Dolar

32,2020

Euro

35,0069

Altın

2.504,53

Bist

10.643,58

Başbakan Davutoğlu canlı yayında

Başbakan Davutoğlu canlı yayında

9 Yıl Önce Güncellendi

2015-10-17 00:58:56

Başbakan Davutoğlu canlı yayında
Başbakan Ahmet Davutoğlu, "Sayın Kılıçdaroğlu, dün diyor ki 'IŞİD'in üstünü örtmeye çalışıyorlar. Niye PKK'ya bulaştırılıyor?' anlamına gelen sözler söylüyor. PKK'yı savunmak size mi kaldı Sayın Kılıçdaroğlu? PKK, şu anda yurt sathında her yerde polisimize, askerimize saldırırken 'Bu olayda PKK bağlantısı yok' demek size mi kaldı?" dedi.

Davutoğlu, TRT 1'de canlı olarak yayınlanan "Başbakan ile Özel Yayın" programında gündeme ilişkin değerlendirmelerde bulundu.

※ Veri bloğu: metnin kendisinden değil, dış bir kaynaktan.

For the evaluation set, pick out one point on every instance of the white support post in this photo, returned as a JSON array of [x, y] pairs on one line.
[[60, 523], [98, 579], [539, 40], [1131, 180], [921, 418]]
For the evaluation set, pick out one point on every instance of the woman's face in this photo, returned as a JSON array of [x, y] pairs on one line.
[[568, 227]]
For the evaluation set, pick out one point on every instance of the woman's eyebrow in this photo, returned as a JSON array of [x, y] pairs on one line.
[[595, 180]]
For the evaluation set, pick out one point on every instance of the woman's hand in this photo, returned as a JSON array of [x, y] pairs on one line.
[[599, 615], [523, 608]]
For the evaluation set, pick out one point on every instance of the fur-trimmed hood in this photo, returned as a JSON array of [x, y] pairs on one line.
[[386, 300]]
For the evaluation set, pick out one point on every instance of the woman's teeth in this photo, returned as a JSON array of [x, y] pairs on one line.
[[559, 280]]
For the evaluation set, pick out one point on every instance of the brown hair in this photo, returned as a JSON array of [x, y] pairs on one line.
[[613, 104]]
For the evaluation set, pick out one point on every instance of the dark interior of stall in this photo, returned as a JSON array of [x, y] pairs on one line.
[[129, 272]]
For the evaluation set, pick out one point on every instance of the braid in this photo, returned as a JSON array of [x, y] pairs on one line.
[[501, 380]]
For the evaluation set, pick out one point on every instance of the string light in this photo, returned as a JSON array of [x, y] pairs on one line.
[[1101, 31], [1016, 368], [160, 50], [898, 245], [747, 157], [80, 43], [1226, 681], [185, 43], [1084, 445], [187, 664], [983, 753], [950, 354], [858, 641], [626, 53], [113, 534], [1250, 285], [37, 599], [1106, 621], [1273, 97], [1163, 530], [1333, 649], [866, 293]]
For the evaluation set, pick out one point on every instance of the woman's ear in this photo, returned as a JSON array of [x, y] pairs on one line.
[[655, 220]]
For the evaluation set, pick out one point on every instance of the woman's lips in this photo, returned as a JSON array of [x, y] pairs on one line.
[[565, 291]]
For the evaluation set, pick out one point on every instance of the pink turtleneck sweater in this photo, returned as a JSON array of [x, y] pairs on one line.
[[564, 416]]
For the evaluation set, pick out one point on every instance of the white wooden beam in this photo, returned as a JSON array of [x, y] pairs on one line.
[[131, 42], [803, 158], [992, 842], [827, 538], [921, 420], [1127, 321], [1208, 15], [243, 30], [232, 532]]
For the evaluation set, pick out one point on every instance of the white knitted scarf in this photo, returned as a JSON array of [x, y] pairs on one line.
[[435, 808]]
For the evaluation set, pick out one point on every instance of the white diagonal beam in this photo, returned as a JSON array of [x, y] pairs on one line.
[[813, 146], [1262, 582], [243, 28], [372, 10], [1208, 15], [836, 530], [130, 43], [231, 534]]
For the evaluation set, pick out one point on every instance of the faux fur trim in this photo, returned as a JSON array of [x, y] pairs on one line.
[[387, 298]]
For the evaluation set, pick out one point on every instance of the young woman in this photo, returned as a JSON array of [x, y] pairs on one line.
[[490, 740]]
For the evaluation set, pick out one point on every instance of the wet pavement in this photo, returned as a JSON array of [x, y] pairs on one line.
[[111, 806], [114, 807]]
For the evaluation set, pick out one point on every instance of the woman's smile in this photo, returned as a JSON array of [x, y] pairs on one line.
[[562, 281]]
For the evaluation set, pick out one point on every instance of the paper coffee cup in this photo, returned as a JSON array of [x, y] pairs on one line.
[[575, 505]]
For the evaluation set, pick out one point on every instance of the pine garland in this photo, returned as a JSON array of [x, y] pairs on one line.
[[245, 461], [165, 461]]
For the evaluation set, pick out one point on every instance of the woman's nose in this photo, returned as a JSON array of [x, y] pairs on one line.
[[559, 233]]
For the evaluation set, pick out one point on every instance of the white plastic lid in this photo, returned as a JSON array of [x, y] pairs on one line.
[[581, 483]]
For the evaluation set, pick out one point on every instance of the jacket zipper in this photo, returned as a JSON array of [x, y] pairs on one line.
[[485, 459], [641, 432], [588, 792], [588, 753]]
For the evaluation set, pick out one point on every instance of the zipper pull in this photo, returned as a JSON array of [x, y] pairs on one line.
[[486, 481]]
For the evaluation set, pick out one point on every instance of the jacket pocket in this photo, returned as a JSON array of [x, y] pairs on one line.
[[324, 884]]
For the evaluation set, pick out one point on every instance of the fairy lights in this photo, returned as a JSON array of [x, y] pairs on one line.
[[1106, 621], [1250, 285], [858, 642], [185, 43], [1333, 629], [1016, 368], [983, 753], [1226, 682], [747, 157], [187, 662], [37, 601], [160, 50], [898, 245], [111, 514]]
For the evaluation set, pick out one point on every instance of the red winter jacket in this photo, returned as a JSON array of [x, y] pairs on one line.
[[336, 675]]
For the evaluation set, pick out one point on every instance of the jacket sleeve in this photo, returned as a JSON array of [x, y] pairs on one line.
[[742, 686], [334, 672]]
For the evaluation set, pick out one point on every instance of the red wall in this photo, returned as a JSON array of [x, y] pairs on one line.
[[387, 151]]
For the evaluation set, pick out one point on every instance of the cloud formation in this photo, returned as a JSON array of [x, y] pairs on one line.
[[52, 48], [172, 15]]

Ankara'daki terör saldırısına ilişkin bir gazetede yer alan haberde yayınlanan bir isim sebebiyle bütün bağlantıları sağlayan en önemli aktörlerden birinin kaçtığına dikkati çeken Davutoğlu, şöyle konuştu:

"Peşindeyiz. Biraz önce İçişleri Bakanımızdan bilgi aldım. Belli halkalar bağlamaya çalışılıyor ve bu halkaların önemli isimlerinden birisi, bu yine aynı gazetede yayınlanan bir haber sebebiyle şu anda emniyetin ulaşım radar şeyinin dışında, yani kaçtı. Bunu nasıl yaparsınız? Nasıl bu kadar sorumsuzca davranılabilir? Teröristlerin bir şehirde rahatlıkla kol gezdiğini ispat edip hükümeti yıpratmak için halkın güvenliğini tehlikeye atabilir misiniz? Yani, o haberi okuduğunuzda hissettiğiniz şey ne? Terörist, geliyor kahvaltı ediyor, o oluyor, bu oluyor, dolaşıyorlar Ankara'da. Yok."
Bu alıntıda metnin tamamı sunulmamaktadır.